Let's go there, gabe. To me, this dispute strikes at the very core of what originalism is, and where we differ.

l see COTUS as a logic puzzle, agreeing with Dworkin in principle that--properly applied--the law should yield one and only one correct answer. When conservatives don't like the answer, they modify originalism to meet their needs. When liberals don't like the answer, they jettison the concept of a fixed and static Constitution in its entirety. ln either case, they want the Framers to validate their vision; that they may not do so is anathema to them.

l concur with Barnett, Solum, and the G'town crowd: COTUS is a libertarian document, which doesn't please either of our competing factions. lt precipitates answers most people don't expect.

Originalism is grounded in Hobbes’s observation that when we entered into civil society, we gave up certain specified natural rights and assume obligations in exchange for a portfolio of what we call “civil rights.” Our “social contract” was the Constitution, and as is the case with all contracts, the words have the meaning that they had when the document was written. See e.g., Lake County v. Rollins, 130 U.S. 662, 670 (1889). Terms of legal art had the meaning they imparted at common law. E.g., 3 Elliot, Debates on the Federal Constitution 531 (1836) (stmt. of J. Madison). And thereunder, there are three and only three ways to modify the contract: amendments, laws, and treaties.
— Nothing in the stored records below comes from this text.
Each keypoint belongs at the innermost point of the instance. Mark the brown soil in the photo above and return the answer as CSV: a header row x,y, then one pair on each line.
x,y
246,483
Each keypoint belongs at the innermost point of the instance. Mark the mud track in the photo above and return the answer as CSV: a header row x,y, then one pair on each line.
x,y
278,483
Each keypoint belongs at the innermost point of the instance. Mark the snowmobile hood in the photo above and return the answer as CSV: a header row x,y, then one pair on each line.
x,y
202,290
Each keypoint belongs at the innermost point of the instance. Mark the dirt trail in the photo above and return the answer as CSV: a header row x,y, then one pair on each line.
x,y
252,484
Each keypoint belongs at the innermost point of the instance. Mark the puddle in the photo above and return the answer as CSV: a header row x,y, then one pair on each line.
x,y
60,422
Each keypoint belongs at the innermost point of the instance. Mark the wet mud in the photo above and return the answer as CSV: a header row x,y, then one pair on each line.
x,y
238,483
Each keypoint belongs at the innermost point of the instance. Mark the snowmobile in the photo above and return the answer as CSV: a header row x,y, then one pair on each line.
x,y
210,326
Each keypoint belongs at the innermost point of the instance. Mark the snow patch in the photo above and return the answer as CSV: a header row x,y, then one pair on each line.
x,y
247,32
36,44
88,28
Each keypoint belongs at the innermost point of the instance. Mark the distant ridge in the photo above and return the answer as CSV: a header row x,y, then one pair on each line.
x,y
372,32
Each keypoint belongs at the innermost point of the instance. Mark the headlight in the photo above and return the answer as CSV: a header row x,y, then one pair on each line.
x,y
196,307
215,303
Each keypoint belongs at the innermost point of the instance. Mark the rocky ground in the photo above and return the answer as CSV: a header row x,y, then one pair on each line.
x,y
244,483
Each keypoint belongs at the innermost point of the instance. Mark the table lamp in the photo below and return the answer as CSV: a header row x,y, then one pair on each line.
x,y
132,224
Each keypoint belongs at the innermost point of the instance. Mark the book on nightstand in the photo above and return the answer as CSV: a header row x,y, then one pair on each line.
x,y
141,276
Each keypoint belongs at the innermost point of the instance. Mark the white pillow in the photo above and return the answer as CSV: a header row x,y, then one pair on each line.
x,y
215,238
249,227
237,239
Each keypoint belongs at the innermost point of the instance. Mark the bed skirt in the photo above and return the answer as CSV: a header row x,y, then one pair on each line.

Under the Framers’ Constitution, health care can be a right, and you don’t have to amend it to get there. All you have to do is enter into a treaty. There is, quite literally, NO limitation on the scope of the Art. II Treaty Power; all you have to do to create the right is ratify a treaty providing for it—the International Covenant on Economic, Social and Cultural Rights. (Treaties have a unique array of safeguards: you have to get another sovereign to agree, the President has to agree to it, and a super-majority of Senators must consent to it. And of course, under the “last-in-time” rule, all you need to do to break the treaty is pass a law inconsistent with it.) The only constraint is the Bill of Rights (under the last-in-time rule), which essentially precludes us from entering into the Small Arms Treaty or one restricting hate speech.

Then, consider the right to an abortion. As the 5/14Am only protects the rights of “persons,” and a fetus was not a person in 1791 or 1868, the State has no colorable authority to protect the fetus’s putative right to life. lf LC advocates get their way, the RATS Wing of the Court could simply declare that a fetus is now a “person,” thereby overturning Roe. Law should not be “whatever a judge thinks it is on Wednesday,” and rights are too precious to be subject to a continual plebiscite. But the only way for conservatives to get to where they want to be is to abandon their principles.

When it comes to the great social issues of the day, l don't have a dog in the hunt. l'm not gay, and don't have a stake in SSM. l'm too old for abortion to affect me. l'm not a religious nutter, who needs to insist that society reflect my provincial vision of my god's heaven on earth. And l'm not a Koch brother, who has to foul the air and water to make a profit. l can accept the Constitution's objective answers.

You endeavor to escape the straight-jacket of originalism by changing the Framers' intent, investing far more power in the Legislature and/or Executive than the Framers would have dared. You would sacrifice individual rights on the altar of your societal vision ... and so would your opponents.